Yang mungkin tidak jelas niat dan tujuannya adalah mereka yang menyongsong bulan suci Ramadan ini dengan agenda melakukan swiping, termasuk menswiping warung-warung yang buka di siang hari. Untuk menghormati bulan Ramadan ataukah untuk membantu mereka agar kuat puasa karena tidak banyak godaan?
Tanpa dihormati, bulan Ramadan sudah sangat terhormat. Ramadan sangat terhormat terutama karena pada bulan ini Kitab suci Al-Quran diturunkan (Baca Q. 2: 185). Pada bulan ini, seperti diberitakan oleh Rasulullah SAW, pintu sorga dibuka (HR Bukhori Muslim dari shahabat Abu Hurairah).
Justru karena keterhormatan Ramadan itulah, kaum beriman dengan gairah, menunggu-nunggu kedatangannya. Mereka ingin mendapatkan berkahnya. Terloberi keterhormatannya. Pada bulan suci, bulan dimana diturunkan kitab suci ini, mereka ingin benar-benar mensucikan diri; setelah sebelas bulan boleh jadi tergelepoti oleh noda-noda yang menghambat perjalanan mereka menuju hadiratNya.
Pada bulan dimana pintu sorga dibuka, adalah kesempatan emas bagi mereka yang ingin memasukinya. ”Semua umatku masuk sorga;” sabda Rasulullah SAW, ”kecuali mereka yang tidak mau.” Adakah orang yang tidak mau atau tidak ingin masuk sorga? Mungkin setiap mulut akan menjawab, tidak ada. Semua orang mau dan ingin masuk sorga. Hanya saja jawaban mulut ini masih perlu diuji dengan perilaku dan perbuatan. Bila misalnya sorga berada di barat dan Rasulullah SAW menuju kesana; sekalipun Anda mengatakan mau dan ingin masuk sorga, tapi Anda berjalan menuju ke timur, siapakah yang percaya Anda mau dan ingin ke sorga?
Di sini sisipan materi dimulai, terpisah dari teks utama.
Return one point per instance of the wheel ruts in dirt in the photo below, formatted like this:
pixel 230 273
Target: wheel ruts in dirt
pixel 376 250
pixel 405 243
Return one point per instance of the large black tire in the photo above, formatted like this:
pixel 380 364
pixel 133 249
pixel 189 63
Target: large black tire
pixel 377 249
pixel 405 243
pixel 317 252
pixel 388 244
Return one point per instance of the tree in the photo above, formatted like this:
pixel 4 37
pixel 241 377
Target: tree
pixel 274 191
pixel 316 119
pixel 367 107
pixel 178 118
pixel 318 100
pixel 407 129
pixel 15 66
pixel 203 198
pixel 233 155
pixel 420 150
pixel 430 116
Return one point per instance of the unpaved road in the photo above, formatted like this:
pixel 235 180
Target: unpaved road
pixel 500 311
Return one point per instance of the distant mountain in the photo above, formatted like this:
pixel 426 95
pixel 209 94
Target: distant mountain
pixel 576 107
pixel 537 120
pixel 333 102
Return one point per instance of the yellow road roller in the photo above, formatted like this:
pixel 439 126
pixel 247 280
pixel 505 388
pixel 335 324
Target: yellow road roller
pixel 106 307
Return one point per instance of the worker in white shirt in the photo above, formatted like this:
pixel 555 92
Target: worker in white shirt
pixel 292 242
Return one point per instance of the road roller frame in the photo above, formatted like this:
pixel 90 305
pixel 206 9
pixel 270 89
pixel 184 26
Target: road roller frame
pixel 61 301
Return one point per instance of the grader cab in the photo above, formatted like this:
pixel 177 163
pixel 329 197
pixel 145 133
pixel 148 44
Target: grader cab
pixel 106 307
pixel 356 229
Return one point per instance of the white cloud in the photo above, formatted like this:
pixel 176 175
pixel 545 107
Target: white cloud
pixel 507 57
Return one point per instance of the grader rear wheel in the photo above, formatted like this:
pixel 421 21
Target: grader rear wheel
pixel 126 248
Memang mulut kita sering kali berbeda bahkan berlawanan dengan tindakan kita. Mulut kita mengatakan, misalnya, politik itu kotor, tapi kita tak juga beranjak pergi dari kubangan politik. Mulut kita mengkritik dan mengatakan wakil rakyat brengsek, tapi kita terus berlomba mendaftarkan diri jadi calon wakil rakyat. Kita berteriak-teriak hormatilah bulan suci Ramadan, tapi tindakan kita justru menodainya. Tentu karena inilah, kelak di hari kiamat, mulut-mulut kita dikunci dan tangan-tangan kita yang berbicara, kaki-kaki kita yang bersaksi (Baca Q. 36: 65).
Di bulan Ramadan lagi-lagi Allah menunjukkan rahmatNya kepada kita, hamba-hambaNya ini. Ia menjadikan bulan suci ini waktu khusus untuk kita melatih diri menjadi manusia yang lurus dan jujur. Lurus dan jujur kepada diri sendiri dan kepadaNya.
Lurus dan jujur dalam pengabdian. Lurus dan jujur dalam beribadah kepadaNya. Sesuatu yang manfaatnya kembali kepada diri kita sendiri.
Dalam berpuasa, tak ada seorang pun yang tahu apakah kita benar-benar berpuasa atau apalagi apakah kita benar-benar berpuasa karena Allah? Tidak ada yang tahu kecuali Allah. Ramadan hanyalah antara kita dan Allah. Maka puasa Ramadan Ia sendiri yang akan mengganjarnya.
Marhaban ya Ramadhan, Selamat Datang Ramadan!